What is an LLM?

Nature and Limitations — 2026 DCI Summer Workshop · Day 1 Session 2

Kwok-leong Tang

2026-05-18

Today’s session

After this you will hold the essential concepts of LLMs — not as definitions, but as observations you have made yourself with a model on your own laptop.

Note

Teaching goal: by the end you should be able to predict, before you press Enter, whether an LLM is likely to get a given task right.

What you need today

  • LM Studio installed on your laptop
  • Qwen3.5 0.8B downloaded inside LM Studio
  • The model loaded — confirmed by sending a “Hello”

Tip

If you’re not set up, raise your hand. A TA will come over.

The Four Pillars of GenAI Applications

Pillar What it is Today’s examples
Models The LLM itself Qwen3.5 0.8B, Claude Sonnet, GPT-5.5, DeepSeek V3.2
Prompts What you give the model “How many r in strawberry?”; persona system prompts
Context Information alongside the prompt A PDF attached; retrieved RAG documents
Tools External capabilities the model can call Web search, calculators, MCP servers, file I/O

Every part of this workshop is one of these four buckets. Today: almost entirely Models.

Models — six knobs to know

  • Tokens — chunks of bytes, not characters
  • Parameters — weight count (0.8B → 685B)
  • Temperature — randomness control
  • Knowledge cut-off — training data ends
  • Foundation vs Thinking — answer directly, or reason first
  • Context window — how much input + output fits

The nature of LLMs

The central claim

Important

Everything is PREDICTION.

Every token is generated based on PROBABILITY.

The model is not looking up answers from a database. It is rolling weighted dice over its vocabulary, one token at a time. The “intelligence” is in how the dice are shaped.

Prediction as compression

Think of the model as a compressed model of its training data.
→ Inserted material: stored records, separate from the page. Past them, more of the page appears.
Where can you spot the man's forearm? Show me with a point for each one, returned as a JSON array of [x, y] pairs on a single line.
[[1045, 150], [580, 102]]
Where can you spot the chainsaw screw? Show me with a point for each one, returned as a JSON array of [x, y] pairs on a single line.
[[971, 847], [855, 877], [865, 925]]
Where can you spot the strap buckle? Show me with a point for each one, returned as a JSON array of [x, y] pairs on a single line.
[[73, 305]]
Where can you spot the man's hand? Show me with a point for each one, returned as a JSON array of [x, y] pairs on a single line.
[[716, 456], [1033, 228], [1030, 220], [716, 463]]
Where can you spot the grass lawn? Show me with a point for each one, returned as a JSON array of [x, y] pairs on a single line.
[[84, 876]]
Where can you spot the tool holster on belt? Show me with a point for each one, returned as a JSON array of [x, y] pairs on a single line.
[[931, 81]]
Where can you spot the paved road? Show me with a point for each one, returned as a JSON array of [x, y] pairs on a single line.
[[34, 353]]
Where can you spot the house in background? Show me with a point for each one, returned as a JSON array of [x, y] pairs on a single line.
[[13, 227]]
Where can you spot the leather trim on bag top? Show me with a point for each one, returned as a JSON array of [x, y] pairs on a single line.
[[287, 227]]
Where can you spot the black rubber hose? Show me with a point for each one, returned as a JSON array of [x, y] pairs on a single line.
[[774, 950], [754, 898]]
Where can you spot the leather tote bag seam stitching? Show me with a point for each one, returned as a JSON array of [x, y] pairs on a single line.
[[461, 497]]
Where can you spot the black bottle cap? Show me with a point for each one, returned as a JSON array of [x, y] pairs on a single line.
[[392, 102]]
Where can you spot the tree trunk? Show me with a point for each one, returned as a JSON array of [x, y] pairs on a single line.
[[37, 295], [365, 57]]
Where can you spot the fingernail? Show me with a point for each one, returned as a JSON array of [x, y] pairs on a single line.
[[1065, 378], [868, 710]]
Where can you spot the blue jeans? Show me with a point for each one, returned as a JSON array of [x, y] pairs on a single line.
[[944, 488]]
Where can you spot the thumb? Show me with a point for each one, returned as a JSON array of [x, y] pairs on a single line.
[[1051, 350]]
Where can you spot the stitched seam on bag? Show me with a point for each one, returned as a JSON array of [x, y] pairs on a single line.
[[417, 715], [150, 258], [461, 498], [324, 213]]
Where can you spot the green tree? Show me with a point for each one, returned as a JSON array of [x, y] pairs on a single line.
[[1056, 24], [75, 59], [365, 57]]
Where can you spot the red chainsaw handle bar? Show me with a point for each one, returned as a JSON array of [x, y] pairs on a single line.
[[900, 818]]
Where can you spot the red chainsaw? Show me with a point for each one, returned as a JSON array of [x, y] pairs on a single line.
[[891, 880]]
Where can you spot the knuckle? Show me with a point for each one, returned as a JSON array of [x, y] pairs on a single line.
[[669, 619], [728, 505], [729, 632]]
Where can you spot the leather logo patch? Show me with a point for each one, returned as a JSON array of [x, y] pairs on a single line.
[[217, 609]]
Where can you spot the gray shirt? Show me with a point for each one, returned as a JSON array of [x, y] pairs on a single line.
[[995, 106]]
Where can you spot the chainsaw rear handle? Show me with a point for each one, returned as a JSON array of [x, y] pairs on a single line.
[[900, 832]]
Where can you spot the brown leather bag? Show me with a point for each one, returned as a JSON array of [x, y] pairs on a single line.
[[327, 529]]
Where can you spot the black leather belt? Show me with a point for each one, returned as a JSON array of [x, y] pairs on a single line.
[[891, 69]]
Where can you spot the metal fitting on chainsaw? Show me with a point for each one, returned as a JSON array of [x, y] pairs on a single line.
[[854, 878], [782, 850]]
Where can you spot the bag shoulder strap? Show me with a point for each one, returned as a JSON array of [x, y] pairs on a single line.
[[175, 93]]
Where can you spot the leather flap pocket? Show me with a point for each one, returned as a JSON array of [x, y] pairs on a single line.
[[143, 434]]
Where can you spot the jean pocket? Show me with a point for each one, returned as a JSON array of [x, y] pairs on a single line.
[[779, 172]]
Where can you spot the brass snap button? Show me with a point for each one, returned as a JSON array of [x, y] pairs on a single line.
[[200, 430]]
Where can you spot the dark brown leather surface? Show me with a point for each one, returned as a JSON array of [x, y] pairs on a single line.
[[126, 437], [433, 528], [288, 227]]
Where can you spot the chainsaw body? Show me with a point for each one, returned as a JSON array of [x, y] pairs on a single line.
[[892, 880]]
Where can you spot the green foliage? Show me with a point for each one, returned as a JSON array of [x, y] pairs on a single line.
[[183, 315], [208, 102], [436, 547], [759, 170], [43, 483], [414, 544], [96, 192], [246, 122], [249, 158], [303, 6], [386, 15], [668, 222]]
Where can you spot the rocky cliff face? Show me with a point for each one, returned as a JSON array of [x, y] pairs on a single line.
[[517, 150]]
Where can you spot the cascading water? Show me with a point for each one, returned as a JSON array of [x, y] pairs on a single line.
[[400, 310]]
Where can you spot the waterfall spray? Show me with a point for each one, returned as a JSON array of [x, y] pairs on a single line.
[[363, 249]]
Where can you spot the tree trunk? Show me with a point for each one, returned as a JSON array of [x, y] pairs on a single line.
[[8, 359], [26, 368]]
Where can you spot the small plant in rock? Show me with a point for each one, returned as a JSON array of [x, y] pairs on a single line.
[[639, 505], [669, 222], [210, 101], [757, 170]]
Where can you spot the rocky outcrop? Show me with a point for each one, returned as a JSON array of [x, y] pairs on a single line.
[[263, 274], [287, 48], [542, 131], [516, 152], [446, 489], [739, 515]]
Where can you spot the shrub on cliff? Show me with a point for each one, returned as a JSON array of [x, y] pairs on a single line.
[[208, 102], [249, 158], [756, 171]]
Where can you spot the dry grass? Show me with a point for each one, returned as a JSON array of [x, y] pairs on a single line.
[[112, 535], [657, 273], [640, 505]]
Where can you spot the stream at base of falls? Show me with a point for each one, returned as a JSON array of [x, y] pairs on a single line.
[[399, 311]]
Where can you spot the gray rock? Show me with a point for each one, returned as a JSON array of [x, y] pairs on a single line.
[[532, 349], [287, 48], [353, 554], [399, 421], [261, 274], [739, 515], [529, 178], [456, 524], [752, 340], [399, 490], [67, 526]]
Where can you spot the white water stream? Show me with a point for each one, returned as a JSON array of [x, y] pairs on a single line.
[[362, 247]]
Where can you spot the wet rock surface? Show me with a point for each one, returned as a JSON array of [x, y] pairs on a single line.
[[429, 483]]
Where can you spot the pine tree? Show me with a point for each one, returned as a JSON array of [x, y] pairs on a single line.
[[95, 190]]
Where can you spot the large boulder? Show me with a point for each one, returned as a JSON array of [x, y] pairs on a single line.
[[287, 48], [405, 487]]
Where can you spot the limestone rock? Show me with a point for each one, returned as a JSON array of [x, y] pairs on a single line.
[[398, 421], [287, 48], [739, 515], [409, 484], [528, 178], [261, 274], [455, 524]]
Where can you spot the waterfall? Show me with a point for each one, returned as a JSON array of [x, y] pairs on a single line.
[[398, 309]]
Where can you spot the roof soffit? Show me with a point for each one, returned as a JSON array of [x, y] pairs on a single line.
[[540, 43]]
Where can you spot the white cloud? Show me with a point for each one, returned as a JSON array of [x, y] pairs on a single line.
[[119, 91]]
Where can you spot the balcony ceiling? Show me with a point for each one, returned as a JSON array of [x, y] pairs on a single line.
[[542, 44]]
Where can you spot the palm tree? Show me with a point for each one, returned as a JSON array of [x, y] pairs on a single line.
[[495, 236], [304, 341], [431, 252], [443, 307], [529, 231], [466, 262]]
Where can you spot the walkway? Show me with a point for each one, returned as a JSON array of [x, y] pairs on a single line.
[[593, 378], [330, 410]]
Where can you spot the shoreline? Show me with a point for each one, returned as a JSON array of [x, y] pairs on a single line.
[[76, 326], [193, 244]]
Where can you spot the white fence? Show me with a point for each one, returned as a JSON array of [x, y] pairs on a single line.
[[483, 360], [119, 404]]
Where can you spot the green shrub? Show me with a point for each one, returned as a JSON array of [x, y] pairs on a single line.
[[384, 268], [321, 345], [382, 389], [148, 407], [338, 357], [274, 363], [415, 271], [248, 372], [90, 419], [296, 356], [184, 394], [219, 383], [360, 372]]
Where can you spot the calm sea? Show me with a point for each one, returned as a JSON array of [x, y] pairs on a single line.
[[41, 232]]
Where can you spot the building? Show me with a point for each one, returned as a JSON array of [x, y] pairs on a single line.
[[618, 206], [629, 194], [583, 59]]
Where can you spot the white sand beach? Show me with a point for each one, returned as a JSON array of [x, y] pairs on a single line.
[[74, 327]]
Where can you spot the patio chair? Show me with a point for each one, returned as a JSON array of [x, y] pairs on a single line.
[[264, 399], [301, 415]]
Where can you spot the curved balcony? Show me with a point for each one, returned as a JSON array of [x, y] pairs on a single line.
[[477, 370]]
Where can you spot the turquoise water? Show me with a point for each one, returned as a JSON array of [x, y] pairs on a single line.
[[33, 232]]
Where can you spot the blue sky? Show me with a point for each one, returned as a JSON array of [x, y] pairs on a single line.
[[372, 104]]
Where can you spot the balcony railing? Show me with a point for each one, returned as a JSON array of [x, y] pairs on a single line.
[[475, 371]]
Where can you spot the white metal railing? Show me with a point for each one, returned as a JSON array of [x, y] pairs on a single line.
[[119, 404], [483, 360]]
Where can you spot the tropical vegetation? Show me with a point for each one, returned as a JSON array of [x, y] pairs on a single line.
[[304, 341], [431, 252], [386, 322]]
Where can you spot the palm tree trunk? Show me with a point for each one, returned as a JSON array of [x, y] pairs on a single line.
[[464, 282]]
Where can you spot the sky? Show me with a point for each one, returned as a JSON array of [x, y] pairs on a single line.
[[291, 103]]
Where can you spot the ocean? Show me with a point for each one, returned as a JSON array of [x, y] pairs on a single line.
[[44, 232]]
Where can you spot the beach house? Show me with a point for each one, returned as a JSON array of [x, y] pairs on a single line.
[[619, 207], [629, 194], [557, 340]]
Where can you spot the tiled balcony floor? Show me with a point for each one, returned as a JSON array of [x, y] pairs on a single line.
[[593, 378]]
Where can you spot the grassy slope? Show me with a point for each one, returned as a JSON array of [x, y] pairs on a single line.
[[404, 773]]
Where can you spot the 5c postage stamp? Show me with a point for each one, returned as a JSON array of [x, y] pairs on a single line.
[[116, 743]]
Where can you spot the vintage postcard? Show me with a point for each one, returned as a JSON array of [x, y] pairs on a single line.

  • Reconstructs plausible answers at inference time
  • Faithful reconstruction → correct
  • Divergent reconstruction → hallucination
  • Same mechanism produces both

Tip

The Galton box

A Galton box samples from a distribution. An LLM does the same — it samples, it does not retrieve.

Six hands-on experiments

Experiment 1 — Prediction

Send 5–6 times in fresh chats:

Give a random number between 1 and 100.

Many runs return 42. The Hitchhiker’s Guide to the Galaxy trained the internet to think 42 is the answer.

Even a request for randomness produces a prediction, not random output.

Experiment 2 — Knowledge cut-off

What is your knowledge cutoff date?
Who is the current prime minister of Japan?

Model names a PM consistent with its cutoff — likely Kishida or Ishiba. Current (May 2026): Sanae Takaichi.

Important

The model does not know that it does not know.

Experiment 3 — Hallucination, two flavors

3a. Strawberry 3b. Car wash
How many "r" in strawberry? Car wash 50 ft away. Walk or drive my car?
Model says 2 Model says walk — only 50 feet
Tokenization failure — can’t see chars inside a token Surface pattern-match: short distance → walk
Architectural Pattern-matching, not goal-directed

Two failures. Two mechanisms. Both confident. Both wrong.

Experiment 4 — Chain-of-thought rescue

Roger’s tennis balls (Wei et al., 2022):

Roger has 5 tennis balls. He buys 2 more cans.
Each can has 3 balls. How many balls now?

Often answers 8 or 10.

Append five words:

... Let's think step by step.

Now: “5 + 2×3 = 11.”

CoT — when it works, when it doesn’t

Important

Same model. Same weights. Same temperature. Only five extra words.

CoT does rescue: Roger’s tennis balls · 17 sheep · sequential apples

CoT does not rescue: strawberry · car wash · calendar conversion

Rule: CoT helps when the failure is “model jumped to a conclusion.” Not when the failure is architectural or knowledge-based.

Experiment 5 — Autoregressive

LLMs read left-to-right. Try a sentence written backwards:

Can you tell me the meaning of this sentence: "B8.0 5.3newQ
eht tsniaga tluser eht erapmoc dna sledom ATOS eht htiw
xobdnaS dravraH ni tpmorp emas eht yrt nac uoY"

A human can decode by reading right-to-left. The LLM cannot easily — it processes token-by-token in the given order.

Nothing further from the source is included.